Learning to say”no” is hard. I’ve gotten better at saying no over the last few months. RowdyKittens is continuing to grow, which is so exciting! In the last month, my subscriber number went up to 2,500. My email inbox has also been filled with requests to work on projects, answer specific questions, etc.

All of that is awesome and I’m grateful for the support. But I can’t say “yes” to everything.

2. Being “nice” can be a downfall.

I’m not advocating that you turn into a mean, evil, person. However, being nice can be a downfall. If your aim is to please everyone, you will continue to say “yes” to projects and engagements you aren’t excited about.

Rather than being “nice”, I think you should aim for being assertive and honest. Tell your colleagues and loved ones how you really feel.

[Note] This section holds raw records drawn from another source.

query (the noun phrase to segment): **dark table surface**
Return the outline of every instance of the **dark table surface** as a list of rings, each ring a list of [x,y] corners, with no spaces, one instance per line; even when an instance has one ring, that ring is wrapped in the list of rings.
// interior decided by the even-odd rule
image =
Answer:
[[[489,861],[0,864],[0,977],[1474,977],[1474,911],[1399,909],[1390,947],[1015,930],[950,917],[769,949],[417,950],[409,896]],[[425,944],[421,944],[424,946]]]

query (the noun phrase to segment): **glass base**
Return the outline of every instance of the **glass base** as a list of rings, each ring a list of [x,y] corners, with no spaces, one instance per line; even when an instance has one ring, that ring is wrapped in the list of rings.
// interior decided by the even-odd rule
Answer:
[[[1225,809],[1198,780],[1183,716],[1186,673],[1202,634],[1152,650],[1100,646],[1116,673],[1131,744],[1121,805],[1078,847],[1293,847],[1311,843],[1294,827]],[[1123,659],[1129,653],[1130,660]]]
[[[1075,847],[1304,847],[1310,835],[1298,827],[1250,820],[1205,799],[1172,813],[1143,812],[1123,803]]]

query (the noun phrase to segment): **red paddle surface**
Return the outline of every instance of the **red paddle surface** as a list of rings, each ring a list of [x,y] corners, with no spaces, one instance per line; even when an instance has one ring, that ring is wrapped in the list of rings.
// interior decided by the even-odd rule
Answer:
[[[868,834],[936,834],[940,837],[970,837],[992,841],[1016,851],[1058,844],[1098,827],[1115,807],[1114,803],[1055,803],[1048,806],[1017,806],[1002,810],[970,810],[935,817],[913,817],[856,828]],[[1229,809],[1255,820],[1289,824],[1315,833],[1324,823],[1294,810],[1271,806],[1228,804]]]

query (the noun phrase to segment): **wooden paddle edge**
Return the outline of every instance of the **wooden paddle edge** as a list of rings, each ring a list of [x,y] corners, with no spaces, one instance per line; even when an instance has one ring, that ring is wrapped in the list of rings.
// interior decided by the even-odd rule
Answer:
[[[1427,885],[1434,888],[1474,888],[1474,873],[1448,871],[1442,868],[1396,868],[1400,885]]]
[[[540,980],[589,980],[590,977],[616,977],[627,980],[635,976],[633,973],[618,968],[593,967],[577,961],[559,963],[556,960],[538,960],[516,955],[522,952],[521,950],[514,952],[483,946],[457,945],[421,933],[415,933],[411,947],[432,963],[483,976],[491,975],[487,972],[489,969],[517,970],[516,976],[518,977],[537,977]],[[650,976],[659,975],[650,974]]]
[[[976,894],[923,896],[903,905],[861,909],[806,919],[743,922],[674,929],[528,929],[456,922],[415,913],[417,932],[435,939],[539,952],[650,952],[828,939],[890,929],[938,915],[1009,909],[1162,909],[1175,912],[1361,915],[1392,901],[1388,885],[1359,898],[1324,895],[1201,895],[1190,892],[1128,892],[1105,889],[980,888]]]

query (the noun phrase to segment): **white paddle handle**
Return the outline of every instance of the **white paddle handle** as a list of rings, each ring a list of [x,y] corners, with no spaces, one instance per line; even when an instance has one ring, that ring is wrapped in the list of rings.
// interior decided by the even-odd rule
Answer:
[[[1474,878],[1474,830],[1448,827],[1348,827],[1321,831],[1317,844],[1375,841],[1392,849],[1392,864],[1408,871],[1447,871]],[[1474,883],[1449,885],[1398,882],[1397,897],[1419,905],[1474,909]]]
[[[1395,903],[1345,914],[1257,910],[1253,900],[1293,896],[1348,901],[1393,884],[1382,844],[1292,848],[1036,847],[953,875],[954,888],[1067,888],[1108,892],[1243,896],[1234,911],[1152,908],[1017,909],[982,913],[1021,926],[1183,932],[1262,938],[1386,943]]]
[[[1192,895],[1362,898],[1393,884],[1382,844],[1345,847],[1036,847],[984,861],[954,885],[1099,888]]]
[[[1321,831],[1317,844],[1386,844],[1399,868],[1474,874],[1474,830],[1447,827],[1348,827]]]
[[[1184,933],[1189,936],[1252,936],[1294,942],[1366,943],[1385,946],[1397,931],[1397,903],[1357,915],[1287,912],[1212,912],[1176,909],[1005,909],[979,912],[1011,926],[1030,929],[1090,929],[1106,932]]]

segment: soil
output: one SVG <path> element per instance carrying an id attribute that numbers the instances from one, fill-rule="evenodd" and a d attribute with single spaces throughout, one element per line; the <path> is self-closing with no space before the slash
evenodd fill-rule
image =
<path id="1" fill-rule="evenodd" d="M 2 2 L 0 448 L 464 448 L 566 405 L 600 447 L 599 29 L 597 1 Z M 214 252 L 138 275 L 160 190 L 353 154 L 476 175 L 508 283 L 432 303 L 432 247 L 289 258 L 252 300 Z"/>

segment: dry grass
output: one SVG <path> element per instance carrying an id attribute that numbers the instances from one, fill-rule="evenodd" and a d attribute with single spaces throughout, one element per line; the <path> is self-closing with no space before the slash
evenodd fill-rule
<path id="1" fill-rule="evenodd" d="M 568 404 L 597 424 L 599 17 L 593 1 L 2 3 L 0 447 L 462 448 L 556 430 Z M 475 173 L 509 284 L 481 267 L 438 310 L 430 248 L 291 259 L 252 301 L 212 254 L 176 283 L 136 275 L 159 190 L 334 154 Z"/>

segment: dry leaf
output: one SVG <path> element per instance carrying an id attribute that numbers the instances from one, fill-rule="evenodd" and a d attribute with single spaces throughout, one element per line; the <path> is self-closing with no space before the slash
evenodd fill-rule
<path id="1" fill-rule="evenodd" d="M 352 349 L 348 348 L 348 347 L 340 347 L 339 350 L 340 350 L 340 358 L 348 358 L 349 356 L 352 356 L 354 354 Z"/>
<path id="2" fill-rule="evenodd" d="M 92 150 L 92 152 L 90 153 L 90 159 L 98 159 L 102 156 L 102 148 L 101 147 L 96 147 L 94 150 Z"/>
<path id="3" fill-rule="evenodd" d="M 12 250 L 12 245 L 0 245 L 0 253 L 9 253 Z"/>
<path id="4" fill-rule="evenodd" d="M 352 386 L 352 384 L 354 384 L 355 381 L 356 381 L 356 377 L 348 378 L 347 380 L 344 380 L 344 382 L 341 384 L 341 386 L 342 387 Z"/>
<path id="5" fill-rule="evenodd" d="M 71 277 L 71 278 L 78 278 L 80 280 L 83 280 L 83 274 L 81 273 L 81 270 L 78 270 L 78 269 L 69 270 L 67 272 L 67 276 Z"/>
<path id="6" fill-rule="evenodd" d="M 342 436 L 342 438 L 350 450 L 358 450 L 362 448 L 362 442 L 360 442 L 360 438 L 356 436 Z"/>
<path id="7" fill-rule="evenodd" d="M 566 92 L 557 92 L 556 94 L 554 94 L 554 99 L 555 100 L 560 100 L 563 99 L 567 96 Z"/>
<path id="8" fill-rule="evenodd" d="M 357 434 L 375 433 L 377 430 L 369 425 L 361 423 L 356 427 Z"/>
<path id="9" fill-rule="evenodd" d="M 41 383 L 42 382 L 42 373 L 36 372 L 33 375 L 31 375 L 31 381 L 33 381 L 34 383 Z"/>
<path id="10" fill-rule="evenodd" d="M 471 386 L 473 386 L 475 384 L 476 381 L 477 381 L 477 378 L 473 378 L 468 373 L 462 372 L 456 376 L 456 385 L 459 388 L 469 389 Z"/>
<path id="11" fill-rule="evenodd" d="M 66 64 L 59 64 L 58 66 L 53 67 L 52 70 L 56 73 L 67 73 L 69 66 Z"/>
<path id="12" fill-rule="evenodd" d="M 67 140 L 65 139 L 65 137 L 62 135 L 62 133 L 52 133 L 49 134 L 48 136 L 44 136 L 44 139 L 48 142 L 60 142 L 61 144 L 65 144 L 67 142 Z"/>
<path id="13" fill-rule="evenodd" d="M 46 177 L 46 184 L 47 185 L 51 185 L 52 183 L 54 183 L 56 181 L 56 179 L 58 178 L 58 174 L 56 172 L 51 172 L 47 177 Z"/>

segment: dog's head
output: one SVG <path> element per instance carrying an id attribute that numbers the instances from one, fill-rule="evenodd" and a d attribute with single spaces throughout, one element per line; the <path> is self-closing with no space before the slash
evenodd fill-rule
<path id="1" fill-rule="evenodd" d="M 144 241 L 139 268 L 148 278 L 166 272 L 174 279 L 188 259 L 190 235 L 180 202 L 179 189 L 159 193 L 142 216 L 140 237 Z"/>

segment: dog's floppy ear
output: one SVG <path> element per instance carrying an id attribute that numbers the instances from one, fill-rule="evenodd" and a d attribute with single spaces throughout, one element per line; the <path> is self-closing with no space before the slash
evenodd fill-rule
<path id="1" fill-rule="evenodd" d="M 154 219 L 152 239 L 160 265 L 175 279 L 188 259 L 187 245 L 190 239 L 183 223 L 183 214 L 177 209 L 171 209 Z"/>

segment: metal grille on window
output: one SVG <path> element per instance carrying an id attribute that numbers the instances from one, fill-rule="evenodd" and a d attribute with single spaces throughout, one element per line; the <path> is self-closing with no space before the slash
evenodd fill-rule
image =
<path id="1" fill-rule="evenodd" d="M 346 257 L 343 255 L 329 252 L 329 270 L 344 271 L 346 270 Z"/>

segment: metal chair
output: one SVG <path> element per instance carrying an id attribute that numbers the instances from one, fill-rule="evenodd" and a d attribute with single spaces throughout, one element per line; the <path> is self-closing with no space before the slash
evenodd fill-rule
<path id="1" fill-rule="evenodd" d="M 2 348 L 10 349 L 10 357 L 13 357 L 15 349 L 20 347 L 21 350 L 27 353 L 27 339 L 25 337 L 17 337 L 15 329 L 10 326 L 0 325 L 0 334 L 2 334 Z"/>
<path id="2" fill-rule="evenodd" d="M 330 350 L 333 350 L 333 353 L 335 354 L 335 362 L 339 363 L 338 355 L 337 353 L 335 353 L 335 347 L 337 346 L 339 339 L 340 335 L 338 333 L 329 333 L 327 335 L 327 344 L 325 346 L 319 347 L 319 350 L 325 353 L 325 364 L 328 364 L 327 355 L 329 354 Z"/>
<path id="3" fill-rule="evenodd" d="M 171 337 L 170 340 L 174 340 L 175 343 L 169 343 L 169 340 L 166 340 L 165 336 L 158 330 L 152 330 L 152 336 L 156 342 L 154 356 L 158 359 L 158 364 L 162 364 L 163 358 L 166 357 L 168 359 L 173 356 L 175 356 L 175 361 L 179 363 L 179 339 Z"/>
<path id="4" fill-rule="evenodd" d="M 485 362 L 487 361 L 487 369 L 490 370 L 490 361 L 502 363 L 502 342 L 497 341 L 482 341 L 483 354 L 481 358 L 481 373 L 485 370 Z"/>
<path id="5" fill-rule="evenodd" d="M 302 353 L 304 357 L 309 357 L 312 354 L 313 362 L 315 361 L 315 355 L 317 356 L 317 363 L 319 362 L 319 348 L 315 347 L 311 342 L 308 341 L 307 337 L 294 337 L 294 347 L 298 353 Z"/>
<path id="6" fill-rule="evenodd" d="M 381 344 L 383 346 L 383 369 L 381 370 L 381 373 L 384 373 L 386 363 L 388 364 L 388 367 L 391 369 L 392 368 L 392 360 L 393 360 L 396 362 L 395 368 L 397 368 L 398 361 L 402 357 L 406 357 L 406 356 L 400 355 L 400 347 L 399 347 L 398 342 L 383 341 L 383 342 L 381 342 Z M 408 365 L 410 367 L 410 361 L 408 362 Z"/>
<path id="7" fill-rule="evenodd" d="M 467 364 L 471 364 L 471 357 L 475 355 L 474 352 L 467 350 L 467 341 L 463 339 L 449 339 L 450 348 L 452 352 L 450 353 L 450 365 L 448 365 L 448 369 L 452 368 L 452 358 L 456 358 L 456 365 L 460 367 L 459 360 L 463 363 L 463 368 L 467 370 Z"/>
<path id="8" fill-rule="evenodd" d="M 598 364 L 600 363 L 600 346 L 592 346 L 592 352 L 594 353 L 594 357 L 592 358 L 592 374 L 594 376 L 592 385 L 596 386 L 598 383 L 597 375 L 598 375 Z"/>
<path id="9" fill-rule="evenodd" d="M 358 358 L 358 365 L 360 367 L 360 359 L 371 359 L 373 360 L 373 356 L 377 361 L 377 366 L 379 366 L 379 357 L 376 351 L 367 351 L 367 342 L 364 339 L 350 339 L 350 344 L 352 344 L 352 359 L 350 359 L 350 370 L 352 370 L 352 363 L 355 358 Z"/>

Don’t say “yes” because you want someone to like you; say yes because you are thrilled about working on a project or going to an event.

3. Know your limits.

Set clear boundaries and expectations about what you can and can’t do in your personal and professional life. In our hurried world, it’s easy to lose focus and tax our emotional and physical limits. Working too much, loosing sleep, and snapping at loved ones are a few examples of things that happen when we push ourselves past our limits.

What are your emotional and physical limits?

4. Pay attention to how you parcel out your time.

Focusing on one task at a time has been my mantra for the last few months. When your working on a project either for personal or professional gain, focus. For instance, when I work on projects for clients I set a timer and focus solely on that project. Time is a valuable commodity. So if a project takes longer than expected, I start billing by the hour. (Make sure you specify this in a contract.)

Be sure to read: How to Reduce Your Email Checking to Once a Day.

5. Ask for help.

If you don’t know the answer to a specific question, ask for help. It’s okay to admit you don’t have all the answers. You don’t have to do everything by yourself.

Living for others’ approval can do more harm than good. For instance, I’ve spent hours worrying about whether or not someone “liked” me; which translated into a lot of lost time and emotional stress.

You don’t have to seek others’ approval to do good work, be a good friend, spouse, or community member. So use the tips above to keep yourself centered.